Is there a workaround?


Here is a sample test up, that should produce the error. In this case we start an entire container for an integration test:

public class MyServletTest {
    private final Server server = new Server(PORT);
    private MockUp<OpenIDAuthenticationProvider> openIDap;

    @BeforeClass
    public void startServer() throws Exception {
        final ServletContextHandler context = new ServletContextHandler(ServletContextHandler.SESSIONS);
        context.setContextPath("/");
        context.addServlet(MyServlet.class, "/my/*");
        this.server.setHandler(context);
        this.server.start();
        this.openIDap = new MockUp<OpenIDAuthenticationProvider>() {
            @Mock
            void $init(final UserDAO userDao) {}
        };
    }

    @Test
    ...
}

The OpenIDAuthenticationProvider is called from within MyServlet and instantiated during startup, although I'm not sure that even matters.

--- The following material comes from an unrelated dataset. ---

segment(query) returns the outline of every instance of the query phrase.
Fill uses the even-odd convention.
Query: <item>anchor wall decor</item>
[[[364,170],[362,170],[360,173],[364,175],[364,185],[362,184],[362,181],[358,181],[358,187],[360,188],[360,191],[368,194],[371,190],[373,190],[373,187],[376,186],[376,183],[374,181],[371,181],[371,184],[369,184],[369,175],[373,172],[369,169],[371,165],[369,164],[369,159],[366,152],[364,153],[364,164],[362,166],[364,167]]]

the corresponding part in the pom.xml looks like this:

<dependencies>
    <dependency>
        <groupId>org.eclipse.jetty</groupId>
        <artifactId>jetty-servlet</artifactId>
        <version>9.0.3.v20130506</version>
        <scope>test</scope>
    </dependency>
    <dependency>
        <groupId>org.eclipse.jetty</groupId>
        <artifactId>jetty-server</artifactId>
        <version>9.0.3.v20130506</version>
        <scope>test</scope>
    </dependency>
    <dependency>
        <groupId>javax.servlet</groupId>
        <artifactId>servlet-api</artifactId>
        <version>2.5</version>
        <scope>provided</scope>
    </dependency>
</dependencies>
有帮助吗?

解决方案

One way is to use JMockIt to deactivate the certificate check. Since JMockIt (and other Mocking Frameworks) work via instrumentation, any class can be modified. Here is an example as to how to mock the part of the ClassLoader, that causes the troubles:

@BeforeSuite
public void deactivateCertChecker() {
    new MockUp<ClassLoader>() {
        @Mock
        void checkCerts(final String name, final CodeSource cs) {}
    };
}

Mind you though, that this is not a fix for actually running a program that has signing issues, as the effect is only available during test runs, when mocking has been instrumented.